Most people have experienced the magic that can arise when you meet someone who is 'on the same wavelength' as you. A feeling of deep connection arises, communication flows effortlessly, and all signals are picked up and understood.
In quantum optics, something similar happens. Instead of people, light particles, called photons, carry and process information. When two photons have the same properties, such as frequency, they are impossible to distinguish from each other and will "interfere" with each other, which is key to developing quantum photonic technologies.

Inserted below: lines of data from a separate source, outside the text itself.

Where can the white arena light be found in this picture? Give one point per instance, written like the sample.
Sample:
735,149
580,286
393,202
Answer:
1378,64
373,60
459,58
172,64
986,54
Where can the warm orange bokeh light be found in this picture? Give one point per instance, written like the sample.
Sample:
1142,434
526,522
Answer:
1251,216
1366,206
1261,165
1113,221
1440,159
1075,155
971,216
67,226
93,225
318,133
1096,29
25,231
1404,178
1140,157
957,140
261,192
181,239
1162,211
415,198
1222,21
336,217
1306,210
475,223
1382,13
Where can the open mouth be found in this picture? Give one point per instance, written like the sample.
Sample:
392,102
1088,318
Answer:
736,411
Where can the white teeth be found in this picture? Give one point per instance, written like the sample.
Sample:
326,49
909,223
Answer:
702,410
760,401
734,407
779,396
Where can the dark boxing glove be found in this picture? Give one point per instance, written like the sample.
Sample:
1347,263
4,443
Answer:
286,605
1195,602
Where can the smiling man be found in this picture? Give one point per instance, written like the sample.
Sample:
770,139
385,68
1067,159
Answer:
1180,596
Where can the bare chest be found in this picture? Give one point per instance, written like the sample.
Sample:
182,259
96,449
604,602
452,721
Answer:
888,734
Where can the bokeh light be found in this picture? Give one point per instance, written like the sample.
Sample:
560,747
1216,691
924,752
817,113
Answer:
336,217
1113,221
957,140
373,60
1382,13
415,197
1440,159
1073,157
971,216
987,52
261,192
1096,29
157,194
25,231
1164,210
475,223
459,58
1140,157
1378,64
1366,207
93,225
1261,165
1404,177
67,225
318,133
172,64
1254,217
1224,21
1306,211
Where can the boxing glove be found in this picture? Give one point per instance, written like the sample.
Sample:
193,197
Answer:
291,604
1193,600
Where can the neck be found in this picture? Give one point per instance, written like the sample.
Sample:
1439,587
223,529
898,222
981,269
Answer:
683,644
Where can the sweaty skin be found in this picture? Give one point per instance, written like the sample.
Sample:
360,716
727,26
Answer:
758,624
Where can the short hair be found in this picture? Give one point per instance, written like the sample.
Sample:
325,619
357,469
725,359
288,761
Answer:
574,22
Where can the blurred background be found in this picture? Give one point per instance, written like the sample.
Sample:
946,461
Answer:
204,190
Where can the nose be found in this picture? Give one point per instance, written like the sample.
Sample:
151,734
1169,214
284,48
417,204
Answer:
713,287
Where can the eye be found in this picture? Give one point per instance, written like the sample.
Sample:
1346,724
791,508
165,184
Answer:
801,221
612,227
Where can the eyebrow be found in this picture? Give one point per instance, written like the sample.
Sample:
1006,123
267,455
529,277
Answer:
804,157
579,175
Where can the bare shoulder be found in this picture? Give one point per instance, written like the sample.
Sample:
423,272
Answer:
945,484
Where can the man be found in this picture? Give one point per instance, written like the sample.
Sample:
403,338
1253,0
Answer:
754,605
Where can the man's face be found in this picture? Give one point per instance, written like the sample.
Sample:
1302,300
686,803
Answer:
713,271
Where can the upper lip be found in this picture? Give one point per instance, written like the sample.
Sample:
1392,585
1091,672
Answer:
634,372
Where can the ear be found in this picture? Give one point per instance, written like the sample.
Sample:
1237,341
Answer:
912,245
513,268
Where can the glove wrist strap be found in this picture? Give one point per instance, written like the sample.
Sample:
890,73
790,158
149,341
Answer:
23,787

Furthermore, if the photons directly enter the frequency we currently use as standard in telecommunications and satellite communications, they can pass directly through the fiber optic network of cable lines that is already established in our underground, undersea, and airborne communications infrastructure.
This means that stable quantum connections can be established, the photons can retain their quantum states, and information can be sent securely over long distances.
Closed territory
At first glance, this sounds like a solution that everyone should choose. But for the vast majority of researchers, the technology is uncharted territory.
Only a few people in the world are capable of constructing crystals with quantum dots that emit photons that go directly to the standard frequency for telecommunications and satellite communications. One of them is Elizaveta Semenova, senior researcher at DTU Electro.
"The biggest advantage is that we minimize information losses," she explains.
She points out that this is one of the biggest challenges that other researchers in quantum photonics are struggling with when sending information over long distances.
"Most others in this field operate at a frequency that does not match the low loss window for transmission via optical fibers. So, to use the existing infrastructure, they must first convert their photons to the correct frequency. This process causes losses—and a risk of errors in the final calculations."